For additional background information on-line on HIV/AIDS and
Africa's Health in general, consult the Africa Policy Web Site
health page (
http://www.africapolicy.org/action/health.htm).
For more information on the DC AIDS Network, write to the
Network at the e-mail address and postal address cited below.
+++++++++++++++++end profile++++++++++++++++++++++++++++++
Press Statement
16 February, 2000
An Open Letter to African Heads of State, Political and
Religious Leaders calls for a Continental State of Emergency
to Combat the AIDS Holocaust
DC AIDS Network can be reached via e-mail at
[email protected] or by writing to DC AIDS Network,
6017 Cairn Terrace, Bethesda, Maryland 20817.

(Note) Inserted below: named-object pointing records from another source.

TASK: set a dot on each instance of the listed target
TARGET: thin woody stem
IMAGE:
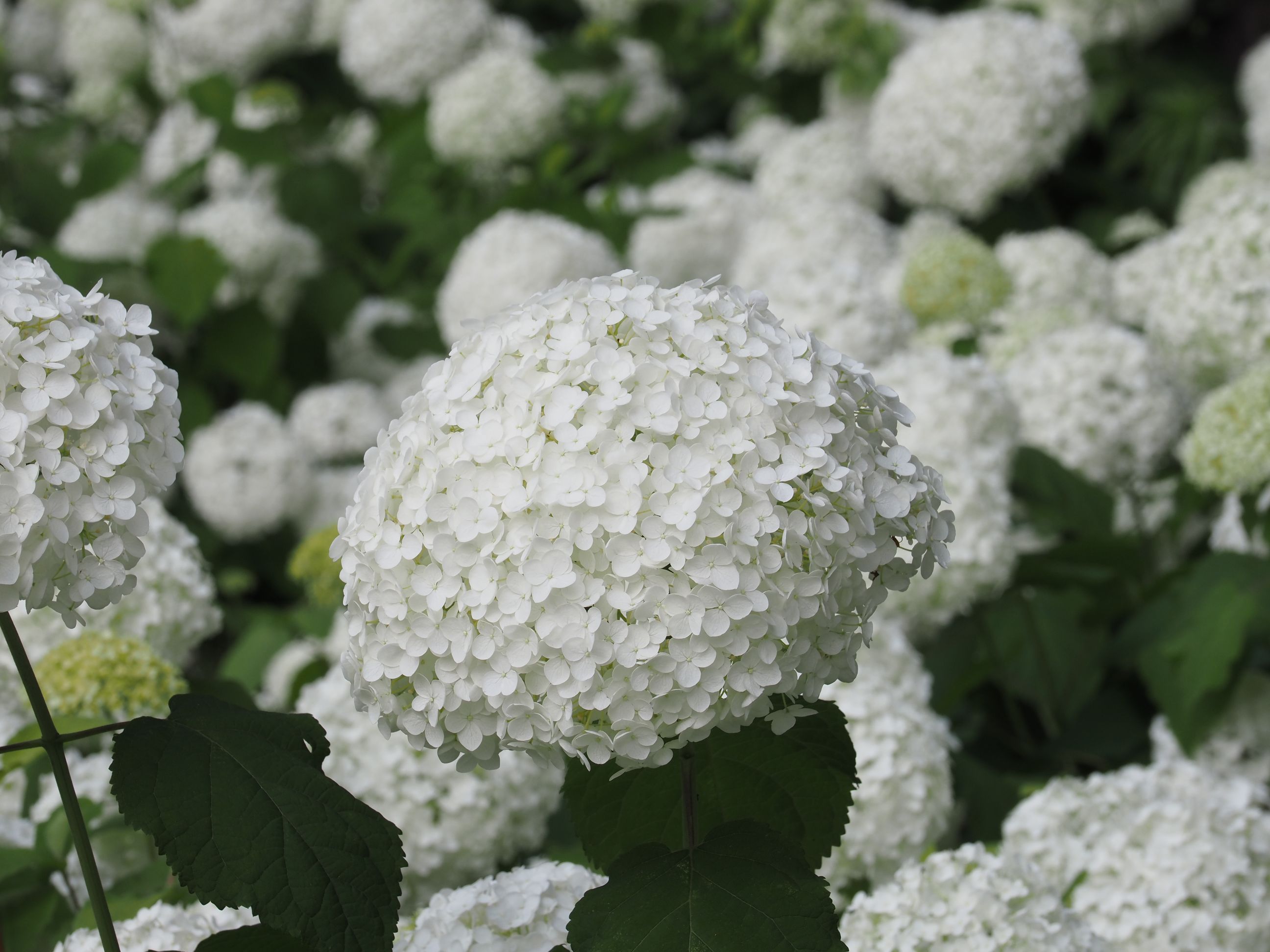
(52, 743)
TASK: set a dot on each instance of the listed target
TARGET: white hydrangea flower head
(826, 160)
(511, 257)
(1112, 21)
(1162, 857)
(822, 268)
(1097, 399)
(395, 50)
(173, 607)
(494, 110)
(904, 760)
(455, 826)
(115, 226)
(269, 258)
(1207, 301)
(163, 926)
(1228, 445)
(1223, 188)
(526, 909)
(88, 429)
(245, 471)
(695, 226)
(585, 593)
(191, 41)
(964, 901)
(333, 422)
(181, 138)
(982, 106)
(967, 427)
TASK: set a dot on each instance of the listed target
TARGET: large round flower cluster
(455, 826)
(1228, 445)
(695, 226)
(982, 106)
(822, 267)
(623, 516)
(497, 108)
(904, 761)
(395, 48)
(245, 471)
(88, 429)
(172, 608)
(163, 926)
(967, 428)
(1162, 857)
(510, 257)
(101, 676)
(1095, 398)
(964, 901)
(525, 909)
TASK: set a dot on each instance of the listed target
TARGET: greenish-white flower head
(1228, 445)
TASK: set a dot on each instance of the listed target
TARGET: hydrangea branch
(54, 743)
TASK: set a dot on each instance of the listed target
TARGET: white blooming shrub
(88, 429)
(964, 901)
(1162, 857)
(979, 107)
(623, 616)
(455, 826)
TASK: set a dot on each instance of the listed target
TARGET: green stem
(65, 787)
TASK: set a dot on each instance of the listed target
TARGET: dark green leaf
(743, 889)
(186, 273)
(238, 804)
(799, 784)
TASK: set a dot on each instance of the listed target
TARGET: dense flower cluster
(1162, 857)
(964, 901)
(245, 471)
(522, 910)
(904, 799)
(1095, 398)
(1228, 445)
(101, 676)
(455, 826)
(982, 106)
(510, 257)
(696, 535)
(88, 429)
(163, 926)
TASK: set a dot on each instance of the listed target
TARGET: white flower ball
(88, 429)
(526, 909)
(822, 267)
(1097, 399)
(1112, 21)
(510, 257)
(455, 826)
(966, 426)
(621, 516)
(395, 50)
(982, 106)
(964, 901)
(115, 226)
(1162, 857)
(494, 110)
(198, 39)
(163, 926)
(172, 610)
(904, 760)
(245, 473)
(269, 258)
(694, 228)
(826, 160)
(342, 421)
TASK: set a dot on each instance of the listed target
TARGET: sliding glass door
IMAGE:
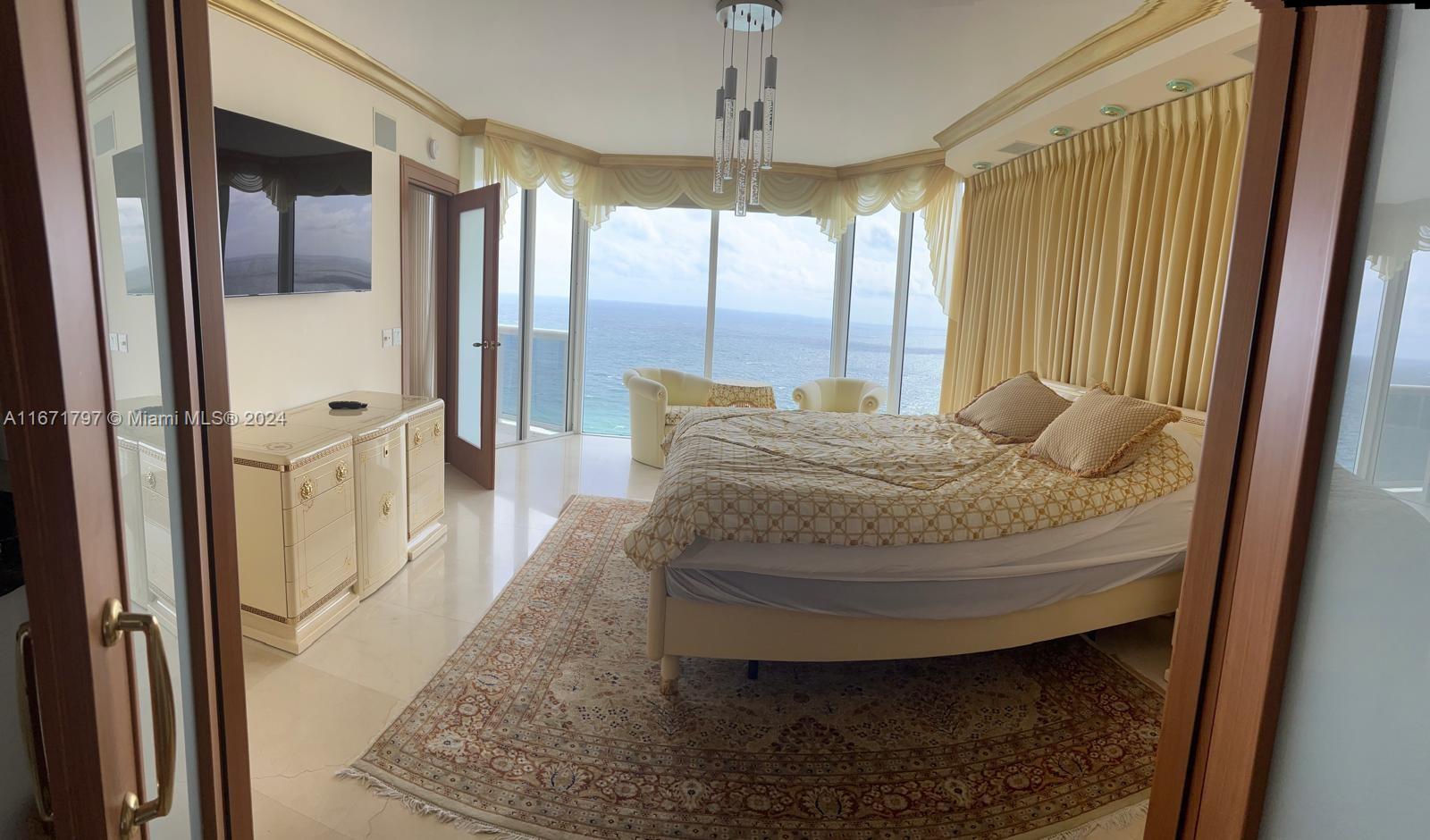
(543, 238)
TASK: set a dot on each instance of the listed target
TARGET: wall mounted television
(295, 209)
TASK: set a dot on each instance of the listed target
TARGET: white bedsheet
(907, 599)
(1153, 530)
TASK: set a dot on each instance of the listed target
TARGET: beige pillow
(1014, 410)
(1100, 433)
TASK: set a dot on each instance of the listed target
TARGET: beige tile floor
(312, 715)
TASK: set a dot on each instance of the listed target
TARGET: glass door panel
(133, 270)
(551, 312)
(472, 306)
(1351, 739)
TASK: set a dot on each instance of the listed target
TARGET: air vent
(385, 131)
(105, 135)
(1020, 147)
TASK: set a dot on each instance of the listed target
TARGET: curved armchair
(837, 393)
(660, 398)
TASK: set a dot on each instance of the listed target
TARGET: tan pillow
(1014, 410)
(1101, 433)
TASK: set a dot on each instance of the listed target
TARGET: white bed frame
(678, 627)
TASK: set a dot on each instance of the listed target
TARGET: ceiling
(858, 79)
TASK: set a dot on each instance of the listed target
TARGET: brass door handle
(23, 653)
(114, 622)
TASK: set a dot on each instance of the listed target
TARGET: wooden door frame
(1312, 113)
(52, 300)
(442, 186)
(479, 467)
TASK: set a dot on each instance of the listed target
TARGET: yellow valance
(600, 189)
(1103, 257)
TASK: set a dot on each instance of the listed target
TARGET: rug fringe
(425, 809)
(1119, 819)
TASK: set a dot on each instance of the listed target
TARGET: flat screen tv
(295, 209)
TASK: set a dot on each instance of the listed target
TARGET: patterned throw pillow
(1014, 410)
(1101, 433)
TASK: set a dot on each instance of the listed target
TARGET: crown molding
(1150, 23)
(318, 42)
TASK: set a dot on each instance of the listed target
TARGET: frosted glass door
(1351, 737)
(471, 305)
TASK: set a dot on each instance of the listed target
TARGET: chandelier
(745, 142)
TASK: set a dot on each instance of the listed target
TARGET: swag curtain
(600, 190)
(1101, 257)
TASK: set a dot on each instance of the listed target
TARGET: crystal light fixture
(745, 136)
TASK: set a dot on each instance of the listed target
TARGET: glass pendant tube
(741, 183)
(719, 140)
(731, 80)
(757, 149)
(771, 67)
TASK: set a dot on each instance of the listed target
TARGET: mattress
(908, 599)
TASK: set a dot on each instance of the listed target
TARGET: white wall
(290, 350)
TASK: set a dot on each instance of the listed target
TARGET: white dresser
(381, 475)
(297, 508)
(426, 456)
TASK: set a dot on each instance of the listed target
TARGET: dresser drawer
(425, 498)
(154, 473)
(425, 441)
(307, 517)
(318, 477)
(321, 579)
(304, 558)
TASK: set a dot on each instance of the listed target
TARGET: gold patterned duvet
(761, 476)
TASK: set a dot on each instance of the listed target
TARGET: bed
(821, 537)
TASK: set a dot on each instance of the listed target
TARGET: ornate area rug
(548, 722)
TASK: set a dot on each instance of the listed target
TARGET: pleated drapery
(600, 190)
(419, 293)
(1101, 257)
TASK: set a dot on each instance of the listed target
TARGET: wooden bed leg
(669, 675)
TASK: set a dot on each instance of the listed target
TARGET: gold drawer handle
(114, 622)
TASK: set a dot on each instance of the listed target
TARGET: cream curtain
(1103, 257)
(419, 327)
(600, 190)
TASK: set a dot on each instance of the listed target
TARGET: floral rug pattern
(548, 722)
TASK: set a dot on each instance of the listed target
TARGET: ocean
(779, 349)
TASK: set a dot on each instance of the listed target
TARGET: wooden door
(112, 305)
(474, 219)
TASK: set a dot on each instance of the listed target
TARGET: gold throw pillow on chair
(1100, 433)
(1014, 410)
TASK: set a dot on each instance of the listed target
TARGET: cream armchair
(660, 398)
(837, 393)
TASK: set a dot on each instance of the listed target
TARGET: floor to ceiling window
(647, 288)
(774, 302)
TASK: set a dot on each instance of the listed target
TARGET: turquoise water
(779, 349)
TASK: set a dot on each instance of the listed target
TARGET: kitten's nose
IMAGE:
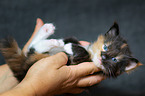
(103, 55)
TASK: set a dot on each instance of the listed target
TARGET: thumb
(57, 60)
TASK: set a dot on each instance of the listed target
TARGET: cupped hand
(51, 76)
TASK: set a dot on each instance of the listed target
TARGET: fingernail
(37, 21)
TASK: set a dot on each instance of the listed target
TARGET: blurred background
(84, 19)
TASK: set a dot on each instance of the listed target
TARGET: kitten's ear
(113, 31)
(132, 65)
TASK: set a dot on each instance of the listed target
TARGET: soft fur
(110, 52)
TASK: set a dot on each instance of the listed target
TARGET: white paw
(48, 29)
(68, 48)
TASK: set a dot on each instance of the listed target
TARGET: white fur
(68, 48)
(46, 45)
(45, 31)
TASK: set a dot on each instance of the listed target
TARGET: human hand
(51, 76)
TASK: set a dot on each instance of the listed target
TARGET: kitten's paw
(48, 29)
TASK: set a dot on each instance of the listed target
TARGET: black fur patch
(71, 40)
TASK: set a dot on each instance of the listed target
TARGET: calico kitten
(110, 52)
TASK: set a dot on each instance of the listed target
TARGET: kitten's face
(111, 53)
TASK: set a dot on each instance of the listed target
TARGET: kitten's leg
(45, 31)
(45, 45)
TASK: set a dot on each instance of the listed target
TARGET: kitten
(110, 52)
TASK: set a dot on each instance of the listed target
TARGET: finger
(89, 80)
(39, 24)
(84, 69)
(76, 90)
(57, 60)
(84, 43)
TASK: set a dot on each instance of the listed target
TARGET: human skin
(49, 77)
(68, 78)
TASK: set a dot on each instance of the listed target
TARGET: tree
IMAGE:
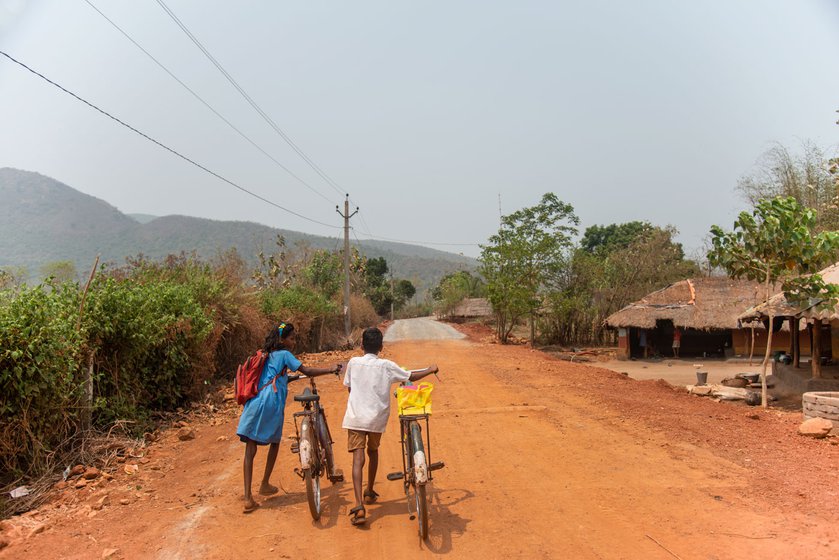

Washington DC [DC AIDS Network]: In an "Open Letter to
African Heads of State, Political and Religious Leaders on the
AIDS Holocaust" released today to coincide with the opening of
the National Summit on Africa in Washington DC (February
16-19, 2000), the DC AIDS Network, a Washington DC-based
advocacy group for Africa, has called for the declaration of
an "AIDS Continental State of Emergency" to combat the effects
of the deadly disease. Evoking memories of the devastating
effects of the 15th-18th Century Trans-Atlantic Slave Trade,
the letter decried the "extraordinary silence on the part of
the overwhelming majority of African political leadership in
the face of mass destruction of Africa from the AIDS virus"
and urged immediate action to stem the pandemic. It described
as "anemic" the $300 million pledged so far by the US
government on the AIDS war in Africa when compared with the
$16 billion war, refugee and drug combating efforts in Kosovo
and Colombia, and therefore called for "an international
African response [to be] be built to urge, cajole and demand
that Africa receive the same level of international response
from world governments, the pharmaceutical companies and
health care industries."
Among several recommendations made to the African leaders, the
letter called for an initiation of an "international Black
family debate and coversation" on the AIDS subject and
re-prioritization of African government expenditures towards
AIDS prevention; pressure on US pharmaceutical companies to
allow for more affordable drugs; debt forgiveness of African
countries to free up resources to address the AIDS crisis; the
building of easily accessible health care centers to prevent
and treat opportunistic diseases which make HIV/AIDS more
deadly; the establishment of national AIDS Funds; massive
education campaigns to stem apathy towards the deadly disease;
and special care of orphans of AIDS, with emphasis on
providing housing, education and health care for them.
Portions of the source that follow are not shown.